Conversations Gone Awry: Detecting Warning Signs of Conversational Failure

Justine Zhang
Jonathan P. Chang
Cristian Danescu-Niculescu-Mizil
Dario Taraborelli
Proceedings of ACL, ACM Digital Library (2018)
Google Scholar

Abstract

One of the main challenges online social systems face today is
the prevalence of toxic behavior, such as harassment and personal
attacks. This type of antisocial behavior is especially perplexing and
disruptive when it emerges in the context of healthy conversations
where, at least in principle, participants share a common goal and set
of norms. In this work, we introduce the task of predicting whether a
given conversation is on the verge of being derailed by the antisocial
actions of one of its participants. As opposed to detecting toxic
behavior after the fact, this task aims to enable early, actionable
information at a time when the conversation might still be salvaged.

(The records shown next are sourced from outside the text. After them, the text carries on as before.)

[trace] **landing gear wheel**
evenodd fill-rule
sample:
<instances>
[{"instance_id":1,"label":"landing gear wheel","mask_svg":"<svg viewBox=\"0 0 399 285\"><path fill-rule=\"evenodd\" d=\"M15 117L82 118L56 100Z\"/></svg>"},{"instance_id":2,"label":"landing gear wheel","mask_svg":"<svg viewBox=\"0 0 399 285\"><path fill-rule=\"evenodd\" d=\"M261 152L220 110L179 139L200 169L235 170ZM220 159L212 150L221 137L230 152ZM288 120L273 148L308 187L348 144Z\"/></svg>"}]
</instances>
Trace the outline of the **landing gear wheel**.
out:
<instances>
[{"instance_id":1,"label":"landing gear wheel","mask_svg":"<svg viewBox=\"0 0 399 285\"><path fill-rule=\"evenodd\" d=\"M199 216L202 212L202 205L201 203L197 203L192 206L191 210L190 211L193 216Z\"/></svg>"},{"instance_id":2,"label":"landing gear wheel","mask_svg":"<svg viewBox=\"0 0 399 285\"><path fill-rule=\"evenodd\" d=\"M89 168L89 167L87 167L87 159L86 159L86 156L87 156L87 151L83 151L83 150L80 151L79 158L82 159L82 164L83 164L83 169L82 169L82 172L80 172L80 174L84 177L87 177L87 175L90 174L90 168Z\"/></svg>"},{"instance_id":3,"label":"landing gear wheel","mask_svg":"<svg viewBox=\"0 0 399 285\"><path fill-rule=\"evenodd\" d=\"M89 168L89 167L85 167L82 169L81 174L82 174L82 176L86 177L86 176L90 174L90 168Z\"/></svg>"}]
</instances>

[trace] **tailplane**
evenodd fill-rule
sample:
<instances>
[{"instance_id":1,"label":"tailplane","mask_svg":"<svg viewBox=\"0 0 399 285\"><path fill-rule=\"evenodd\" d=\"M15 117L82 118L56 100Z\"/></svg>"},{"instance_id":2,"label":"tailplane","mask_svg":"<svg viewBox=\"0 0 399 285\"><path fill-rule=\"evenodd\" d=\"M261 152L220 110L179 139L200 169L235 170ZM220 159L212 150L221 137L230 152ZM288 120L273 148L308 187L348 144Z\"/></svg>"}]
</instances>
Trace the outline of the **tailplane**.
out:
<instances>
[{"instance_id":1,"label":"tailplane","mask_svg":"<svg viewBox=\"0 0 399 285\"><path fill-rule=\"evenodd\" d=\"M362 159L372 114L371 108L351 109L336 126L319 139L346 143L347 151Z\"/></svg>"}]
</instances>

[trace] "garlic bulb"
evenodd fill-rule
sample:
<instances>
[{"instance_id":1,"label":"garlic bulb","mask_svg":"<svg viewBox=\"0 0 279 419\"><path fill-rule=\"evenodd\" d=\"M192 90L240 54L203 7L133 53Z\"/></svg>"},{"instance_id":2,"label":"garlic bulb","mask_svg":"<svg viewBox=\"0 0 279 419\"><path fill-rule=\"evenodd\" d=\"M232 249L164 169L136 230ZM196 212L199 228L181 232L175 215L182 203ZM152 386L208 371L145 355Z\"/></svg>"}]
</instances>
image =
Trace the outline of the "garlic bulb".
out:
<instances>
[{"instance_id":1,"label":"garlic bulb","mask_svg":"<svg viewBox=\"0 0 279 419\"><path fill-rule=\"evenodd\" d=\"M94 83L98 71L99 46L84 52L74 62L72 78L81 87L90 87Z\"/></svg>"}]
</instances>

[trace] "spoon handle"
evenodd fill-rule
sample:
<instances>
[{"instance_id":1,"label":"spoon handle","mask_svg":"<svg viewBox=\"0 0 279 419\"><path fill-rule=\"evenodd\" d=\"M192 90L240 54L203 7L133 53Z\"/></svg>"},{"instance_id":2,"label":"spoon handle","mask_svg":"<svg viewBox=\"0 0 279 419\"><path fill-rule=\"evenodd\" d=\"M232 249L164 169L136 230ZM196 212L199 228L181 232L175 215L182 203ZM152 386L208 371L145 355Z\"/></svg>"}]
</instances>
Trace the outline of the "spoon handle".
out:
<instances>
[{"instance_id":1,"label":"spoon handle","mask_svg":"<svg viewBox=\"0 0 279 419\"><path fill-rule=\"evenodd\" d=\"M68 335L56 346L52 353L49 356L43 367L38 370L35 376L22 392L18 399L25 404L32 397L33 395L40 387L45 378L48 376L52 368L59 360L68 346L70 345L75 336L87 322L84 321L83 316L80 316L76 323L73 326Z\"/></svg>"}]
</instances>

We focus on two methodological challenges. First, through a combination
of machine learning, crowd-sourcing and causal inference techniques
applied to a novel dataset of 8 million conversations,
we design a controlled setting that allows us to compare healthy
conversations that deteriorate with similar conversations that stay on
track, while accounting for confounding factors such as topical focus
and number of participants. Second, we propose a framework for
applying and evaluating linguistic, conversational and social patterns
in the task of predicting the future trajectory of a conversation.

Our primary result is that a simple model using conversational and
linguistic features can achieve performance close to that of humans
in predicting whether a civil conversation will go awry. We also show
that the conversational context is more informative in this task than
the history and experience of the participants. By demonstrating the
feasibility of the prediction task, and by providing a labeled dataset,
as well as a human baseline, we lay the ground for further work
on methods for detecting early warning signs, and for eventually
preventing, antisocial behavior in online discussions.